MacRumors, one of the many sites which cover Apple's annual Macworld product launches, has had its live coverage infiltrated, with someone adding the false news of Steve Jobs's death to the blow-by-blow reports.

For a small, Apple-obsessed website like MacRumors, the annual Macworld keynote is like its Super Bowl. And having its site hacked is like activists infiltrating NBC's satellite truck and telling the audience the quarterback kicked the bucket.

What makes the stunt all the worse: Jobs, the quarterback in question, isn't even giving the speech, having cancelled his appearance in an attempt to regain his health. And there have already been false reports of his death circulating.
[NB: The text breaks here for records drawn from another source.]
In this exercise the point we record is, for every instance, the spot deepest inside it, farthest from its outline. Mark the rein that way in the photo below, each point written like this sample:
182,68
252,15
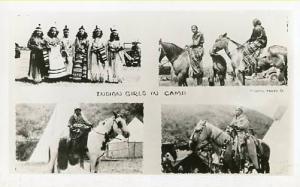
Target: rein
104,134
236,43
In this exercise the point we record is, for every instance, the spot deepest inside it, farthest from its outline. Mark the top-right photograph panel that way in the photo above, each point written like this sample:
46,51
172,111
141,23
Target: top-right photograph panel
244,48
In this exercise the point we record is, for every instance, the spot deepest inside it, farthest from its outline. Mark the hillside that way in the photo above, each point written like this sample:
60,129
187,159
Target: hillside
32,119
178,122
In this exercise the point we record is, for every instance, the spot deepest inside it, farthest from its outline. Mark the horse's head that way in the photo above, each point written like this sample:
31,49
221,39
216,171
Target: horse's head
200,135
220,43
231,131
170,50
161,50
119,125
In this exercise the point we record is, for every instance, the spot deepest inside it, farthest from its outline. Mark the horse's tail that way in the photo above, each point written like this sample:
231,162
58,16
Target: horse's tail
62,156
265,166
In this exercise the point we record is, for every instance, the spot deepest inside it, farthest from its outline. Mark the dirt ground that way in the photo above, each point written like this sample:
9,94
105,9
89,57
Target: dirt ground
131,74
228,82
127,166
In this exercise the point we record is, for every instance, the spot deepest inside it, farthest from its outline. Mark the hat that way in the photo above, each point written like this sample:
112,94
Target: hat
256,22
113,29
66,28
97,28
77,108
239,108
38,28
81,27
200,125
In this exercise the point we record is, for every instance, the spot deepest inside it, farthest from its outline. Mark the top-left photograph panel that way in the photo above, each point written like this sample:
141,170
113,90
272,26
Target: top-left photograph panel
76,47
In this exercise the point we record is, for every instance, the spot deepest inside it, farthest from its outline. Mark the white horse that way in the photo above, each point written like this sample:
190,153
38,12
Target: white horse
60,154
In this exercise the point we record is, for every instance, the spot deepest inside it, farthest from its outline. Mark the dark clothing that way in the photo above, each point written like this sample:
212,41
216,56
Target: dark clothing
196,53
259,34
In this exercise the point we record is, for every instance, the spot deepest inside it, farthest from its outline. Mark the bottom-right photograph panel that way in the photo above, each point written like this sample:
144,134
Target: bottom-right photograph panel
226,139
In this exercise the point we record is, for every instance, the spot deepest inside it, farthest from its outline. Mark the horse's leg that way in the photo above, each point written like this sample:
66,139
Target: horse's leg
97,165
244,79
199,80
241,77
93,161
81,162
181,80
52,159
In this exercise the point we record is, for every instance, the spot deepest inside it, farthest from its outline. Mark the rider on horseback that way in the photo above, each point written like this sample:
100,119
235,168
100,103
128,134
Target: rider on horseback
240,123
196,52
254,46
78,124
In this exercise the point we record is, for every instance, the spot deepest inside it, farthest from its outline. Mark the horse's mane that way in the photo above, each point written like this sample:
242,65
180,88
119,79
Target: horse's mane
172,51
104,125
172,47
217,132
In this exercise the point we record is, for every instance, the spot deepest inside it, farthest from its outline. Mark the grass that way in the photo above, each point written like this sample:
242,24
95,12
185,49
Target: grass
179,121
129,166
131,74
32,119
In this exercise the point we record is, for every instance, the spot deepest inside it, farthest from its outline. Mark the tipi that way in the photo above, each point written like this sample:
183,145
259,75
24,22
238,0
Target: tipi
278,138
57,127
136,129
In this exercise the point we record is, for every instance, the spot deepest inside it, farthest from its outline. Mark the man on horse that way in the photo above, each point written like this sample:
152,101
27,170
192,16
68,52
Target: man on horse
196,52
240,124
254,46
78,124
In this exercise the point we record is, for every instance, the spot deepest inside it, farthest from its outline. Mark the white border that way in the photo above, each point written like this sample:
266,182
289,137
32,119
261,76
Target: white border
7,179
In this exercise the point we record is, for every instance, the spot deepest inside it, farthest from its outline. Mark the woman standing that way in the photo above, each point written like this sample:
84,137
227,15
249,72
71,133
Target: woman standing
57,67
115,57
67,50
97,57
80,65
36,44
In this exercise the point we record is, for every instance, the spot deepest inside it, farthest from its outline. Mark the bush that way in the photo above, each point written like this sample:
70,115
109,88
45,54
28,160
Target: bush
24,149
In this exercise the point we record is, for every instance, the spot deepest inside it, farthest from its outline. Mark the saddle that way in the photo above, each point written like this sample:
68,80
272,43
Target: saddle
195,55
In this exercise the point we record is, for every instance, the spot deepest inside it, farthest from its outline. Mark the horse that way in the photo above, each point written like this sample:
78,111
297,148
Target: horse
180,60
277,56
205,133
70,151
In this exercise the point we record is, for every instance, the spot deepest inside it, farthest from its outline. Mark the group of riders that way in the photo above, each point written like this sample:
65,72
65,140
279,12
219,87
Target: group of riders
240,131
93,60
252,49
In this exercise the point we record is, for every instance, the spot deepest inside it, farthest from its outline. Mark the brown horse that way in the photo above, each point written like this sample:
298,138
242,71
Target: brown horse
277,57
205,133
180,60
92,144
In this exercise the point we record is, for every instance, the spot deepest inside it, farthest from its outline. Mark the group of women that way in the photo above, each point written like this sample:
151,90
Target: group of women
82,60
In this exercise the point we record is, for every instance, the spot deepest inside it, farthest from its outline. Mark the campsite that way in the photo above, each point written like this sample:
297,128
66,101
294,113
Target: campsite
178,123
35,131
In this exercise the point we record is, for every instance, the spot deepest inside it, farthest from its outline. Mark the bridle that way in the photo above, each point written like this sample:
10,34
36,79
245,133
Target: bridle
107,133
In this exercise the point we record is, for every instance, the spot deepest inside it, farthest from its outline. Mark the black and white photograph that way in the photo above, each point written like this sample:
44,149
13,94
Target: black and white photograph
223,48
62,48
225,139
79,138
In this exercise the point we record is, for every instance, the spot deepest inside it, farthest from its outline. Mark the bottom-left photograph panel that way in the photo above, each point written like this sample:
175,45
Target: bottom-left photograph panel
79,138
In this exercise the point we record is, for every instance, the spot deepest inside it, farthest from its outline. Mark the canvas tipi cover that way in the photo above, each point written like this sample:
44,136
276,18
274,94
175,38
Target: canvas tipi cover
57,127
136,129
279,138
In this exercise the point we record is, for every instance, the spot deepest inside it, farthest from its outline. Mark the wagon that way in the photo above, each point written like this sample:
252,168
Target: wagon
134,51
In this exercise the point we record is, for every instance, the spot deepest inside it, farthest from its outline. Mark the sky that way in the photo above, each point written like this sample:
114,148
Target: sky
150,26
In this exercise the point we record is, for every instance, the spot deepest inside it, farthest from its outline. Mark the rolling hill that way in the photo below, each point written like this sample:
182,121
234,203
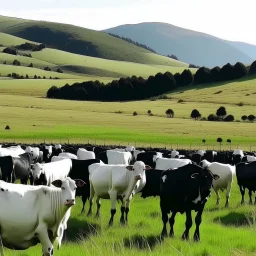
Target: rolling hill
81,41
189,46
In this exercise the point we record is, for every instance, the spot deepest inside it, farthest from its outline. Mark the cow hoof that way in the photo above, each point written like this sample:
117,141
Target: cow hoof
185,237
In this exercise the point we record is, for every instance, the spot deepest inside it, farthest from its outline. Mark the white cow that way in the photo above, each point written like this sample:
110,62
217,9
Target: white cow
116,157
116,181
251,158
226,172
83,154
34,151
28,213
52,171
170,163
175,153
68,155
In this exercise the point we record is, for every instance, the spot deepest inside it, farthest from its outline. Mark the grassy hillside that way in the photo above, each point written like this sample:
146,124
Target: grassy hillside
60,120
9,40
189,46
81,41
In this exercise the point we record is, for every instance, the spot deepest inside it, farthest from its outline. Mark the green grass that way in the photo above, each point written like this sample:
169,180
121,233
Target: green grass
62,35
223,231
9,40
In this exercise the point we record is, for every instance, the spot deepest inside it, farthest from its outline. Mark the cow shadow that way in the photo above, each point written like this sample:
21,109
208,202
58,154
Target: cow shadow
235,219
79,230
142,242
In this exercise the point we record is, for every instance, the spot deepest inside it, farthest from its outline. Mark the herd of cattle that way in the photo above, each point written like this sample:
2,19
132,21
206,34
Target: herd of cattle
39,212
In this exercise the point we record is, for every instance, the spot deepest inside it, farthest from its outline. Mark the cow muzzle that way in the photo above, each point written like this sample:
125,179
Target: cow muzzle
137,177
70,202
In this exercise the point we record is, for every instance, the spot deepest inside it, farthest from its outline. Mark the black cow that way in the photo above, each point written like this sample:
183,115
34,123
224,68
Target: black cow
6,168
80,171
22,168
147,158
152,187
246,178
183,190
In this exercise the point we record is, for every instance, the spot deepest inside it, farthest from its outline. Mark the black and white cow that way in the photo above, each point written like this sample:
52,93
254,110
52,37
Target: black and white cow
183,190
246,178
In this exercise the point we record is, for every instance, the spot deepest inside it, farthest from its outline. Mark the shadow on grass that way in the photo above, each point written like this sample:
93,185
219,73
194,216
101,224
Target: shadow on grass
142,242
78,229
234,219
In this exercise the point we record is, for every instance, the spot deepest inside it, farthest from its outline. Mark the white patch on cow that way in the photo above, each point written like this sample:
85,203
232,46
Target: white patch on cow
198,199
164,178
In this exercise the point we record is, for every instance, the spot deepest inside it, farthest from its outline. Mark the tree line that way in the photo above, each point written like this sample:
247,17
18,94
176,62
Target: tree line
138,88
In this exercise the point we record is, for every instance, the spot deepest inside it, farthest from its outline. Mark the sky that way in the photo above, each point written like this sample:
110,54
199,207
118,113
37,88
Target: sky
228,19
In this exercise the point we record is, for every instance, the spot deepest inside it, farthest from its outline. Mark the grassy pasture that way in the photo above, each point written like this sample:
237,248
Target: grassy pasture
227,232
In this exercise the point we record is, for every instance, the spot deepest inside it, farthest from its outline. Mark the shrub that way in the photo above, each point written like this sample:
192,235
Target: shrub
16,63
169,113
212,117
195,114
229,118
244,117
251,118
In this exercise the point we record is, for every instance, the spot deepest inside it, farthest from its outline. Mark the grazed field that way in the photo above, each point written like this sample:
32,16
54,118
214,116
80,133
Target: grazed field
224,232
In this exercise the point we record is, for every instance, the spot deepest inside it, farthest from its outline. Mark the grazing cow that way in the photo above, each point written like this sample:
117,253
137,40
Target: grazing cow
47,152
21,169
183,190
80,170
29,215
170,163
115,157
68,155
149,157
83,154
6,168
34,151
246,178
237,156
45,174
116,181
226,172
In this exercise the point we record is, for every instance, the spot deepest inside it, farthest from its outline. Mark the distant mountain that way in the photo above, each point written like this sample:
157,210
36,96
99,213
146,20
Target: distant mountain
82,41
189,46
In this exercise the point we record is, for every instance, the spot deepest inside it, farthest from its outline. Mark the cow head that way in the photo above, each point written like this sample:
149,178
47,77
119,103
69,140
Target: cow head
204,180
138,168
68,189
37,170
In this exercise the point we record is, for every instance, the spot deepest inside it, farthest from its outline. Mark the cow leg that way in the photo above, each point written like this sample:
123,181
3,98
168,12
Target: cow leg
92,192
98,207
171,222
84,199
242,190
113,198
127,209
228,194
198,221
165,220
185,235
250,196
47,245
218,196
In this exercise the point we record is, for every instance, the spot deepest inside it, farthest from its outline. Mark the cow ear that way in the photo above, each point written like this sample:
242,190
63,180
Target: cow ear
79,183
194,176
215,176
129,167
147,167
57,183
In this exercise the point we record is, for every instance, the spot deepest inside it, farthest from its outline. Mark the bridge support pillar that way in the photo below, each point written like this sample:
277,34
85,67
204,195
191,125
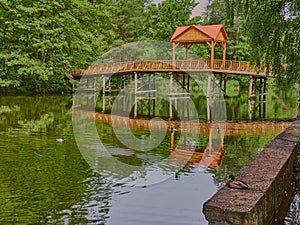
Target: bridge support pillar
179,96
144,94
257,97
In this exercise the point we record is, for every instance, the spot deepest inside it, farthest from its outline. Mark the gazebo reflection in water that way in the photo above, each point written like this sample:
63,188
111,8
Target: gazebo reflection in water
189,153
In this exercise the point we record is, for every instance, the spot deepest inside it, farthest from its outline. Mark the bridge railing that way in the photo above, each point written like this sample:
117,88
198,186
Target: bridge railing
228,66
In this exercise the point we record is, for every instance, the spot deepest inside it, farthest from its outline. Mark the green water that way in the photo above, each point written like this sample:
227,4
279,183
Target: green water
46,182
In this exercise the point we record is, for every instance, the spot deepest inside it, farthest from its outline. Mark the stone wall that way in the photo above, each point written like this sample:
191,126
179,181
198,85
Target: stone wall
269,175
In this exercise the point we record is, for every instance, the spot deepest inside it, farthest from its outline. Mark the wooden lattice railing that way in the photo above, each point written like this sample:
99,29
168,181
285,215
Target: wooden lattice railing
218,66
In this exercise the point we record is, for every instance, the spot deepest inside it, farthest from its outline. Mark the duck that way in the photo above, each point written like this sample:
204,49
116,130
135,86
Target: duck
237,184
60,140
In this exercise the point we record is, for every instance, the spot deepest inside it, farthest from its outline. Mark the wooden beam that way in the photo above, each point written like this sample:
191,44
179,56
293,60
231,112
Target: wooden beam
224,55
174,54
212,54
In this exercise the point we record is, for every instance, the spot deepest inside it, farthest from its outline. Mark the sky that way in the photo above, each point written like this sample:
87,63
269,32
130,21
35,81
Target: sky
198,10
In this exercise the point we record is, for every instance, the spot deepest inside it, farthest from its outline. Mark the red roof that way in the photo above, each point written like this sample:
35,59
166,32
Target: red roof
210,30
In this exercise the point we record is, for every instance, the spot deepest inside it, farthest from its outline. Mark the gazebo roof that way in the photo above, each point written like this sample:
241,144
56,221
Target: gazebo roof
200,34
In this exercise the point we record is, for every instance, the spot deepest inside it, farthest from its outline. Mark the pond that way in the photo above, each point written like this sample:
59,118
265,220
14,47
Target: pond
43,181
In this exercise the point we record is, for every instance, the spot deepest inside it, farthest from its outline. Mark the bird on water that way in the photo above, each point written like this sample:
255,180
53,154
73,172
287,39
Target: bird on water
238,184
60,140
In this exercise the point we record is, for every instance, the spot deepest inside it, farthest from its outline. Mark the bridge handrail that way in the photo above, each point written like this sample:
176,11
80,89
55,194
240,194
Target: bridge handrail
231,66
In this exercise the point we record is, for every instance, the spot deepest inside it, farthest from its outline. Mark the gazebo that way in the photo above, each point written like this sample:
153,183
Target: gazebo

(the hacked page is below)


The usual talking-head blather on business-news cable networks about these incidents: Why, there must be short sellers behind this, trying to manipulate Apple stock! That strikes me as unlikely. Users of the 4chan bulletin board, known for their obnoxious pranks, took credit. Since Jobs returned to Apple over a decade ago, the company has saturated the airwaves with ads. Technology-soaked teenagers, looking at an authority figure to strike back at, naturally gravitate to Jobs, knowing an Apple-obsessed media will pay attention. (See? It worked!) A juvenile stunt doesn't require a financial conspiracy theory to explain it.